A connectionless transport layer treats each segment as an independent packet and delivers it to the transport layer at the destination machine. A connection oriented transport layer makes a connection with the transport layer at the destination machine first before delivering the packets. After all the data are transferred, the connection is terminated.
Like the data link layer, the transport layer is responsible for flow control. However, flow control at this layer is performed end to end rather than across a single link.
Like the data link layer, the transport layer is responsible for error control. However, error control at this layer is performed process-to process rather than across a single link. The sending transport layer makes sure that the entire message arrives at the receiving transport layer without error (damage, loss, or duplication). Error correction is usually achieved through retransmission.
5. Session Layer
The services provided by the first three layers (physical, data link, and network) are not sufficient for some processes. The session layer is the network dialog controller.

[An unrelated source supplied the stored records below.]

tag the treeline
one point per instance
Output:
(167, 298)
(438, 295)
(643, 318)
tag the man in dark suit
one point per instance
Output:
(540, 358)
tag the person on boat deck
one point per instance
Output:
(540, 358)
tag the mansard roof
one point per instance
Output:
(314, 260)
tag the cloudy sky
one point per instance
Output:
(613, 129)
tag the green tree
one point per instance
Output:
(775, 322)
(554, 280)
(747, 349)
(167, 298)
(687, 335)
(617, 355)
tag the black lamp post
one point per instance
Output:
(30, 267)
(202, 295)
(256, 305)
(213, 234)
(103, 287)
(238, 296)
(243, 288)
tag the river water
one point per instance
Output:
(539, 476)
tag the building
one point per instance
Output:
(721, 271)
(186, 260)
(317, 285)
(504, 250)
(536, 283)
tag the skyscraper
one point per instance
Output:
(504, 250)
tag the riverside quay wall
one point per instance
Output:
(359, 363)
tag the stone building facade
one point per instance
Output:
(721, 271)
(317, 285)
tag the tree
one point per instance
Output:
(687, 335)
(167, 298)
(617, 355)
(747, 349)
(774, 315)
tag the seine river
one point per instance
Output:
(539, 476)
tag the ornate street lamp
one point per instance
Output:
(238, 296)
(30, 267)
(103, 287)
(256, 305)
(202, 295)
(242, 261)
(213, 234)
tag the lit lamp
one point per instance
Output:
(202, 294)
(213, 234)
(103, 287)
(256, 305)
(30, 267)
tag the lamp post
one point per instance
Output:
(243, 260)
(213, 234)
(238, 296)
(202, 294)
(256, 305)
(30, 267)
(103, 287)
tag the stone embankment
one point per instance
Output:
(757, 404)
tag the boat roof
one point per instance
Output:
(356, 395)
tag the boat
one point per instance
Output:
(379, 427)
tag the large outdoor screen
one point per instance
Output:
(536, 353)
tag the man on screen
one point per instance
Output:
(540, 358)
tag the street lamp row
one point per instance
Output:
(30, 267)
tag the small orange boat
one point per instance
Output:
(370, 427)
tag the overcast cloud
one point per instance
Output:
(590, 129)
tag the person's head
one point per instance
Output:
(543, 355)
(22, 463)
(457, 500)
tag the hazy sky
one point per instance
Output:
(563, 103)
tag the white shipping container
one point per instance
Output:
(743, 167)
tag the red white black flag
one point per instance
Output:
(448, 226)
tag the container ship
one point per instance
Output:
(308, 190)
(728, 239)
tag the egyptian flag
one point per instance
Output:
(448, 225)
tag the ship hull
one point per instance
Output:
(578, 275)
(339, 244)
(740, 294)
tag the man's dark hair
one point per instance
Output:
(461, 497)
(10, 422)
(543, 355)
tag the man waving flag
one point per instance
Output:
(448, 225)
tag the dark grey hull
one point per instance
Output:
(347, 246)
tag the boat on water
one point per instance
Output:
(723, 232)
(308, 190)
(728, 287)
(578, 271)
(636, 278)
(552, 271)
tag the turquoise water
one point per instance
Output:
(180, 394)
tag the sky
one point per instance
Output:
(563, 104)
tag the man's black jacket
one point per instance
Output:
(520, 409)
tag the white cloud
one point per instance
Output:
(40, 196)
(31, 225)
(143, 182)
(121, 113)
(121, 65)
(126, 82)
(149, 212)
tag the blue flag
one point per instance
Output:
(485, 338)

It establishes, maintains, and synchronizes the interaction among communicating systems. The session layer is responsible for dialog control and synchronization. Specific responsibilities of the session layer include the following:
The session layer allows two systems to enter into a dialog. It allows the communication between two processes to take place in either half duplex (one way at a time) or full-duplex (two ways at a time) mode.

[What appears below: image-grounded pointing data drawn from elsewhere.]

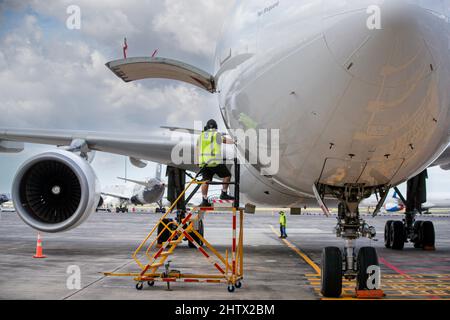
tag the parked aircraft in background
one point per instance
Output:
(144, 192)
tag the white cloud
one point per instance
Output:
(51, 77)
(194, 25)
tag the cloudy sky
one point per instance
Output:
(54, 77)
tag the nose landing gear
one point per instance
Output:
(345, 264)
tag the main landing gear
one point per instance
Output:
(420, 233)
(349, 264)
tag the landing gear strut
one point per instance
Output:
(337, 264)
(420, 233)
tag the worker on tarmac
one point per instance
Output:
(209, 146)
(283, 224)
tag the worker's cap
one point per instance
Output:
(211, 124)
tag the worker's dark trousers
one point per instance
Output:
(283, 231)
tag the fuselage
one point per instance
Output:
(353, 103)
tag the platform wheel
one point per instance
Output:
(397, 235)
(331, 275)
(427, 234)
(367, 256)
(387, 234)
(417, 229)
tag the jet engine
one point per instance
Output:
(55, 191)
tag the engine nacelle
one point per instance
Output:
(55, 191)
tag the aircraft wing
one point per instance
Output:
(117, 196)
(444, 160)
(156, 145)
(141, 183)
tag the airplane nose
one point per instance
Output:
(390, 44)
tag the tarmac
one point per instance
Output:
(274, 269)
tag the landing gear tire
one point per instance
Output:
(200, 230)
(367, 256)
(331, 279)
(387, 234)
(397, 235)
(427, 235)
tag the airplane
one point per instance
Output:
(4, 198)
(360, 108)
(145, 192)
(434, 201)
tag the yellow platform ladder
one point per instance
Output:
(158, 250)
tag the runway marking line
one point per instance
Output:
(300, 253)
(394, 268)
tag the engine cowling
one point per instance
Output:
(55, 191)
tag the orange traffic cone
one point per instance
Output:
(39, 248)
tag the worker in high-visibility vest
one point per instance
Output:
(209, 146)
(283, 224)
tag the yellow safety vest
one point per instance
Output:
(283, 219)
(210, 151)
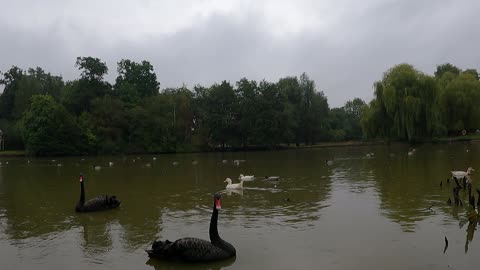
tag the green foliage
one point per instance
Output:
(135, 81)
(48, 129)
(40, 112)
(447, 67)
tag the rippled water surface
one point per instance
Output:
(386, 211)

The session layer allows a process to add checkpoints, or synchronization points, to a stream of data. For example, if a system is sending a file of 2000 pages, it is advisable to insert checkpoints after every 100 pages to ensure that each 100-page unit is
received and acknowledged independently. In this case, if a crash happens during the transmission of page 523, the only pages that need to be resent after system recovery are pages 501 to 523. Pages previous to 501 need not be resent.
6. Presentation Layer
The presentation layer is concerned with the syntax and semantics of the information exchanged between two systems.
Specific responsibilities of the presentation layer include the following:
The processes (running programs) in two systems are usually exchanging information in the form of character strings, numbers, and so on.

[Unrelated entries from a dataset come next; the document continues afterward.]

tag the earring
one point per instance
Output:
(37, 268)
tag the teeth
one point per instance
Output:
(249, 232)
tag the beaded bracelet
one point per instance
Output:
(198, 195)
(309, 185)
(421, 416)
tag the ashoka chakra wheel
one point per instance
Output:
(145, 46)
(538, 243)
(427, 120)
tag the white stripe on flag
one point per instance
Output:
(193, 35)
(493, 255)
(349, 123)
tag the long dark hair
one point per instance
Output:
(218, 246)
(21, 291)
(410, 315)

The information must be changed to bit streams before being transmitted. Because different computers use different encoding systems, the presentation layer is responsible for interoperability between these different encoding methods.
The presentation layer at the sender changes the information from its sender-dependent format into a common format. The presentation layer at the receiving machine changes the common format into its receiver-dependent format.
To carry sensitive information, a system must be able to ensure privacy. Encryption means that the sender transforms the original information another form and sends the resulting message out over the network.
Decryption reverses the original process to transform the message back to its original form.
Data compression reduces the number of bits contained in the information. Data compression becomes particularly important in the transmission of multimedia such as text, audio, and video.
7. Application Layer
The application layer enables the user, whether human or software, to access the network.
It provides user interfaces and support for services such as electronic mail, remote file access and transfer, shared database management, and other types of distributed information services.
This layer contains a variety of commonly needed functions:
- Resource sharing and device redirection
- Remote file access
- Remote printer access
- Inter-process communication
- Network management
- Directory services
- Electronic messaging (such as mail)
- Network virtual terminals
Most digital signals are non periodic, and thus period and frequency are not appropriate characteristics. Another term-bit rate is used to describe digital signals.
The bit rate is the number of bits sent in 1s, expressed in bits per second (bps).